一方で、晴臣は、欠伸をしながら、磐瀬高校へ登校していた。

父の再婚を、考えていたため、寝るのが遅れてしまったからだ。


「ふわ……」


すると、またしても紗菜が声をかけてきた。


「おはよーっ」

「んあ、紗菜ちゃん……」

「なになに~?どうしたの、眠たそうだね」


もちろん、紗菜にこんなことを言えるはずもないので、こればかりは嘘をついた。


「どうしても解けない問題があってね…悪戦苦闘してたら、遅れちゃったんだ…」

「がり勉だね~、まぁそのくらいしないと、追いつかないよね……どんな問題なの?」

「多分見せたら、燃え尽きるけどそれでもいいなら…」

「あー、聞かないでおこう」


と、すぐに逃げ出した。

まぁ、そんな問題なんてあるわけがないから、

晴臣自身ものすごく罪悪感を覚えた、あとでチキンナゲットでも奢ってあげようと思っていた。


――


磐瀬高校の週末、というのも土曜日の授業は午前中だけとなっている。

3限目の体育からの4限目の日本史はさすがに体育で動いた分が疲労となって集中がしづらいということもあり、

何とかぎりぎり学校の授業を受けることができた。

しかし、この後どうしようか…晴臣はそう考えていた。


「おーい、はる君」

「どうしたの、紗菜」

「せっかく友達になれたんだし、時間あったらどこかで遊ばない?」


ここで、紗菜からの誘いが来てしまった。


「あ……嬉しいけど、今日はちょっと厳しいかな」

「え?どうして??」


不思議そうに問いかける。
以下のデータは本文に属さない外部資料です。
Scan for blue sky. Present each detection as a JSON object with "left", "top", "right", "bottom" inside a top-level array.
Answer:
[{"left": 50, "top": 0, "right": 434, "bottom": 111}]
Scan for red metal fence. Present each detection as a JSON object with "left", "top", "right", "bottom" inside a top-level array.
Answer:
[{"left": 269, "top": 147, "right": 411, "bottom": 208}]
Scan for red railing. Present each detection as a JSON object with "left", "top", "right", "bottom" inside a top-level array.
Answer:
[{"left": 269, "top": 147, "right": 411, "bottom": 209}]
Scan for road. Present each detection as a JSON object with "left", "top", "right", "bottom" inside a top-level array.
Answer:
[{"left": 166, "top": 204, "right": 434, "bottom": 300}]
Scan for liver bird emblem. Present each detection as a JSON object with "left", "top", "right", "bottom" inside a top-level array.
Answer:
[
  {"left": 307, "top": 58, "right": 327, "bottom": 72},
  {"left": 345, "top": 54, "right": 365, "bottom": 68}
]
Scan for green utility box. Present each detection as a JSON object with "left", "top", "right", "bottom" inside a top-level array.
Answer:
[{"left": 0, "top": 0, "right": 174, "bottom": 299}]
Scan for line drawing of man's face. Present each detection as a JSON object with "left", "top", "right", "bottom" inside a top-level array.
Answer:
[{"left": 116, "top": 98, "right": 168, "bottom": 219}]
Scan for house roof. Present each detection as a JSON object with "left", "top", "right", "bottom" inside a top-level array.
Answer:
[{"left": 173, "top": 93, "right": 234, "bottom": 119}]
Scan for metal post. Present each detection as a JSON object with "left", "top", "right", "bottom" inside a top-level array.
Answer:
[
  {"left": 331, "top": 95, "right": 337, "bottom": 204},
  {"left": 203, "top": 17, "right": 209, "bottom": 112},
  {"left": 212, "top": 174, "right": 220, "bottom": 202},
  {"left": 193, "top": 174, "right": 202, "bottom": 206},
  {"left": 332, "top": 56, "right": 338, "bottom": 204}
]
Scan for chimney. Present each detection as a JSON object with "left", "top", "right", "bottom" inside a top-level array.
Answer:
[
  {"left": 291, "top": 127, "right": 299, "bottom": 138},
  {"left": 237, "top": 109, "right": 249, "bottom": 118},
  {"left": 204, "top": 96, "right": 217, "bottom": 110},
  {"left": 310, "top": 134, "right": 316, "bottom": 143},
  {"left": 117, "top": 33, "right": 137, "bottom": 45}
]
晴臣は言葉を慎重に選んでいく。


「それは……学校じゃ話せないから、一緒に帰るくらいなら、いいよ?」

「ん、オッケー」


晴臣の提案に、紗菜は喜んで受け入れてくれた。正直ほっとしている。

でも、これを他人に話すのが、正直よかったのかどうか…。

だけど、父はそのような警告はしてこなかったから、そんなに多くの人にこれを語っちゃいけないということだけは、

彼女には伝えよう、と自分に言い聞かせる。


―帰り道

―河川敷付近


ちょっと河川敷辺りで、彼と紗菜は座って、父が再婚したということを彼女にだけ話した。

晴臣の話に紗菜は興奮気味に言ってきた。


「へぇ~、君の父さんが再婚するんだ。

でもさ、それって結構めでたいことじゃないの?」

「まぁ、確かに普通はな……でも、まだ僕にとっては半信半疑といったところかな。

会ってみないとわからないことは、事実だし……」

「でも、君がどう言おうと私は応援するよ。再婚の最初らへんって、ギクシャクするもんだって」


助言かどうかは定かではないが、応援する、という言葉で、ほんのちょっとは、気持ちが軽くなった。


「んじゃあ、この辺でそろそろ帰ろうか」

「ああ……お願いだから他言無用だよ?僕本当に軽く話しそうで怖いから」

「大丈夫だって!相手のことがばれたら猶更大変だもんね!」


といって、彼女と別れた。

心配でたまらなかったが、友達ということもあるので、信じるほうに賭けることになった。


―恵比寿家 晴臣の部屋


「ただいま…っと」


午前の授業だけだというのに、晴臣はそのままベッドに転がり込んだ。

不安で仕方がなかったのだ。


ベッドのそばにおいてあった、お母さんとの記念写真を見つめ、問いかける。


「お母さん……これでよかったのかな……父さん、再婚することにしたんだって。

でも、お母さんが死んじゃってから、まだ間もないからさ…そんなに再婚を急ぐ必要なんて、ないような気がするんだ。

優しい人だって言ってたけど……」


と、ぽつぽつ独り言をつぶやいていたら…知らない間に、眠たくなっていた。

一応アラームを16時半に設定して、学校の疲れをとるためにしばらくの昼寝で過ごした。


――


アラームが鳴り響き、目を覚ます。


「ん、うぅ……」


目をこすって、アラームの時間を確認してみると、確かに16時ほぼジャストだ。

18時くらいに再婚相手の人と会うという予定を聞かされているので、その時間までに合流地点の店の前で待つようにと言われている。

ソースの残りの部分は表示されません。